Prince covers Radiohead – blocks web clip

The real deal

It may have seemed like an unusual artistic union: Prince covering Radiohead’s angst-ridden classic Creep. But when fans, including Radiohead, flocked to YouTube for a glimpse of the Purple One’s unique rendition of the song, they found the video, recorded by a fan at a music festival in California, had been taken down at the behest of Prince’s litigious record label.

Radiohead’s Thom Yorke said he was told of the performance by text message and thought it “hilarious”. But when he was informed he could not see the song, for which his band owns the copyright, he was baffled.

“Really? He’s blocked it?” Yorke was reported to have said. “Surely we should block it. Hang on a moment … well tell him to unblock it, it’s our song.”

The Prince video, filmed by fans at the Coachella Valley festival in Indio, California on April 26, was last night reposted on YouTube.

Prince is like the RIAA. Think they own the fracking planet!

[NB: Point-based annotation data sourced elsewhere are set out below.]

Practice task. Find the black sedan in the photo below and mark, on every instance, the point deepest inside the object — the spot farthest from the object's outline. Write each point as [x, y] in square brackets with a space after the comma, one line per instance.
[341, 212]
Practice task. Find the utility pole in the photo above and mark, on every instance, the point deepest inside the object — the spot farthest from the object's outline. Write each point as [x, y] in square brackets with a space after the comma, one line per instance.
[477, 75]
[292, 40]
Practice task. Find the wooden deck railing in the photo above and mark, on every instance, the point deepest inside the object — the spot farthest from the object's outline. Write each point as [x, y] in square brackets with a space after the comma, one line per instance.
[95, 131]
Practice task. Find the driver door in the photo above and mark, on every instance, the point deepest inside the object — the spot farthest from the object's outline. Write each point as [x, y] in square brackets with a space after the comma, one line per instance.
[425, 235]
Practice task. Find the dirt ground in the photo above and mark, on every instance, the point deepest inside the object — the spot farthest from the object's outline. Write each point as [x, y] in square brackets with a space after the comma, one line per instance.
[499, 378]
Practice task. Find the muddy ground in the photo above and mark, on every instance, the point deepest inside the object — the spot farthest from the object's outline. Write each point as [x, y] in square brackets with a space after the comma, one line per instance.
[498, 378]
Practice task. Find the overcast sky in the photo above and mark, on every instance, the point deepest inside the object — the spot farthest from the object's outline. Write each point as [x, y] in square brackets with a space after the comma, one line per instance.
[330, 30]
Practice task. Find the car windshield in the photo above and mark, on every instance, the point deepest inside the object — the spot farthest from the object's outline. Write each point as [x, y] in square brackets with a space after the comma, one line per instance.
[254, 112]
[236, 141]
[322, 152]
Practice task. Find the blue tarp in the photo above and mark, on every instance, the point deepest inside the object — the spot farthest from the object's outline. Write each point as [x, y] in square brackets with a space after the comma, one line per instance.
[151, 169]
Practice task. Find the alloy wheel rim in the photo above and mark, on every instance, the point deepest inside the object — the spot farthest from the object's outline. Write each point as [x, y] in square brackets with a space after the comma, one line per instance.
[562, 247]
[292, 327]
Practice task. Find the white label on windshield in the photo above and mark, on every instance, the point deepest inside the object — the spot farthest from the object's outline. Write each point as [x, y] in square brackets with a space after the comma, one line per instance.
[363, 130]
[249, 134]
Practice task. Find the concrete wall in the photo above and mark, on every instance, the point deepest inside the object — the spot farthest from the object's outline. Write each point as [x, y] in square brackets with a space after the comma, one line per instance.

Harass a Hoodie with a camera

The police surveillance team had spotted their target: a 12-year-old boy with freckles and ginger hair. He was known to police for nuisance behaviour. They watched as he walked along a path with friends in the distance, before disappearing down a side street.

When the four boys emerged from the estate’s maze of alleyways, the patrol car was waiting. “Is this that operation, sir?” said one boy. “I don’t want to be on camera.” He already was…

Officers target a hit list of individuals who are “known to police”, and subject them to repeated surveillance. Last week the Guardian was given unprecedented access to the latest operation on the Five Links estate in Laindon, near Basildon.

For civil rights groups, the operation is an Orwellian technique that persecutes individuals who have committed no crime. But for police, the “in your face” approach works and, unlike covert surveillance, it requires no special authorisation.

Essex police claim there has been a “100%” drop in crime on target estates during recent operations. Their surveys indicate the so-called “harass a youth” strategy is popular in the community.

Some of the clever kids on the hit list have started filming the coppers – who are filming them. Which pisses them off pretty much the same as the kids.

Who knows where this all will end up, eh?